Remove unused parameters before serializing #9659

GregoryComer · 2025-03-26T21:03:16Z

🐛 Describe the bug

Now that export switched to non-strict by default, unused parameters are left in the graph by default. This means that unquantized weights get serialized along with quantized weights, causing PTE size to bloat by 5x or more. We should strip out unused parameters somewhere in to_edge or to_executorch.

As a repro (requiring the latest PyTorch):

import torch

from executorch.backends.transforms.duplicate_dynamic_quant_chain import (
    DuplicateDynamicQuantChainPass,
)
from torch.ao.quantization.quantize_pt2e import convert_pt2e, prepare_pt2e
from torch.ao.quantization.quantizer.xnnpack_quantizer import (
    get_symmetric_quantization_config,
    XNNPACKQuantizer,
)
from torch.export import export, export_for_training, Dim
from executorch.backends.xnnpack.partition.xnnpack_partitioner import XnnpackPartitioner
from executorch.exir import to_edge_transform_and_lower

class SimpleModel(torch.nn.Module):
    def __init__(self):
        super().__init__()
        self.linear1 = torch.nn.Linear(16, 1024)
        self.relu1 = torch.nn.ReLU()
        self.linear2 = torch.nn.Linear(1024, 16)
        self.relu2 = torch.nn.ReLU()
    
    def forward(self, x):
        x = self.linear1(x)
        x = self.relu1(x)
        x = self.linear2(x)
        x = self.relu2(x)
        return x

model = SimpleModel()
inputs = (torch.randn(1, 16),)

pre_autograd_aten_dialect = torch.export.export_for_training(
    model,
    inputs,
).module()

quantizer = XNNPACKQuantizer()
#qparams = get_symmetric_quantization_config(is_dynamic=True, is_per_channel=True)
qparams = get_symmetric_quantization_config(is_per_channel=False)
quantizer.set_global(qparams)

prepared_graph = prepare_pt2e(pre_autograd_aten_dialect, quantizer)
prepared_graph.to("cpu")

converted_graph = convert_pt2e(prepared_graph)
DuplicateDynamicQuantChainPass()(converted_graph)

ep = export(converted_graph, inputs, strict=False)
lowered = to_edge_transform_and_lower(
    ep,
    partitioner=[XnnpackPartitioner()]
)

When printing the lowered program, note the extra unused f32 weights. You can also observe the PTE size is much larger than expected. Specifically, p_linear1_weight and p_linear2_weight are the original (unquantized) f32 weights and are unused. There is a u8 copy of the weights which is consumed by the delegate as expected.

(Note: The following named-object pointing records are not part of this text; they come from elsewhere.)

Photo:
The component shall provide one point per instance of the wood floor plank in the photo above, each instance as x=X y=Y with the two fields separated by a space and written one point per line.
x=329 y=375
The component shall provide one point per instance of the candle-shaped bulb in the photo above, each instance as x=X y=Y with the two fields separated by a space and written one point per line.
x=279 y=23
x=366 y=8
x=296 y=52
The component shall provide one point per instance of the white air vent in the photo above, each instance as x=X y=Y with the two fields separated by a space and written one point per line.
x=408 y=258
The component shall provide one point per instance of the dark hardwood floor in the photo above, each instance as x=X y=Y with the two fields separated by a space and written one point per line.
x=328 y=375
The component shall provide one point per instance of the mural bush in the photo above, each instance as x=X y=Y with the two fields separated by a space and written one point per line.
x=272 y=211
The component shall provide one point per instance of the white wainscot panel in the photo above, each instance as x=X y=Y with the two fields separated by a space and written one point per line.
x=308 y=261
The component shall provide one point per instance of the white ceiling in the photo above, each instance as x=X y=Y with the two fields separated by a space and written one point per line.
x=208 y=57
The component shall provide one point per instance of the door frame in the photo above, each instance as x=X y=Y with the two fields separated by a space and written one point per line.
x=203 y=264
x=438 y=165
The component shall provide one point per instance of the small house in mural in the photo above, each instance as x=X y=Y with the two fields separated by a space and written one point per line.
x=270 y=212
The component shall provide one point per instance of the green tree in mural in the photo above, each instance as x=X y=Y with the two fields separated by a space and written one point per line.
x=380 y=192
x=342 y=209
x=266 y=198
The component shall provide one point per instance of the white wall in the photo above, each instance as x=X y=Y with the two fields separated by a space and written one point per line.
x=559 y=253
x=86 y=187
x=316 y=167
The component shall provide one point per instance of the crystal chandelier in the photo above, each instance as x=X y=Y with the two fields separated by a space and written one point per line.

print(lowered.exported_program())

ExportedProgram:
    class GraphModule(torch.nn.Module):
        def forward(self, p_linear1_weight: "f32[1024, 16]", p_linear2_weight: "f32[16, 1024]", x: "f32[1, 16]"):
            # No stacktrace found for following nodes
            lowered_module_0 = self.lowered_module_0
            executorch_call_delegate = torch.ops.higher_order.executorch_call_delegate(lowered_module_0, x);  lowered_module_0 = x = None
            getitem: "f32[1, 16]" = executorch_call_delegate[0];  executorch_call_delegate = None
            return (getitem,)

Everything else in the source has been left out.